New scattered vents became active between Azufre and Planchon volcanoes and are called Peteroa volcano, the youngest volcano of the complex and the focus of recent volcanism. Peteroa has erupted a total of less than 1 km3 of lavas and not yet formed a central volcanic cone.
In contrast to Azufre and Planchón, Peteroa's magmas have differentiated more strongly and erupted mixed magmas of andesitic and dacitic composition. Many magmas from Peteroa volcano are andesites formed by magma mixing.
The amphitheater of Peteroa contains 2 phreatomagmatic explosion pits (100 m diameter and 70 m deep) and a possible third explosion pit, suggested by a 100 m diameter spiral crevasse in ice.
Magma evolution and mixing at Planchón-Peteora volcano
The volcanic system has evolved over the past 500,000 years from bimodal basaltic-dacite (primitive to highly differentiated) magmas at Azufre, to alkali-basaltic magmas at Planchón and magma-mixing formed andesite magmas at the present-day active Peteora volcano.
- Tormey, D.R. (1989) "Gelogy and Geochemistry of the Active Azufre-Planchon-Peteroa Volcanic Center (35°15' S, Southern Andes): Implications for Cordilleran Arc Magmatism", Massachusetts Institue of Technology (PhD thesis)
- Tormey, D.R. et al (1995) "Geochemistry of the Active Azufre—Planchon—Peteroa Volcanic Complex, Chile (35°15′S): Evidence for Multiple Sources and Processes in a Cordilleran Arc Magmatic System" J. Petrology 36 (2): 265-298
Continuous strong ash eruptions from Planchón-Peteroa volcano produced an ash plume reaching 25,000 ft (8 km) altitude on 13 January 2010.
2001 intense fumarolic activity
Intense, increased fumarolic activity occurred at Planchón-Peteroa volcano in Jan-Feb 2001.
1998 ash eruption
In November 1998 small phreatic eruptions occurred at the volcano. Ash fell on Carrizales town, 8 km to the NW.
1991 eruption - ash emission and contamination of water
On 9 February 1991 an explosive eruption occurred at Planchon-Peteroa volcano, producing an ash plume of 1000 m height, and causing ash fall in 30 km distance ESE from the volcano.
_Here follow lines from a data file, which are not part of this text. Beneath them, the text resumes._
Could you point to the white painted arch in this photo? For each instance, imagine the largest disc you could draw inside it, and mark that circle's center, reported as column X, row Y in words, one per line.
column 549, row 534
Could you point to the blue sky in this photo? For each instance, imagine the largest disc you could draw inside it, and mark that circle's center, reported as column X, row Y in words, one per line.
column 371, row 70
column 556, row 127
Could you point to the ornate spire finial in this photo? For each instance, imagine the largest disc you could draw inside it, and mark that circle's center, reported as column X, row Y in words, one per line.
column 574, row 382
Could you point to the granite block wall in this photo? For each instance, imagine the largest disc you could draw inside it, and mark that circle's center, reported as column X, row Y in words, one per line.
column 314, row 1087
Large numbers of fish were killed in the Claro and Teno rivers, and the water supply for Los Queñes (population ~1,200), 35 km NW of the volcano, was contaminated. It is thought that this happened because during the initial phase of the eruption, water was ejected from the crater lake and entered the the Claro and Teno rivers.
(Source: GVP monthly reports)
An eruption in 1937 built a small cinder cone and lava flow contained entirely within the summit amphitheater.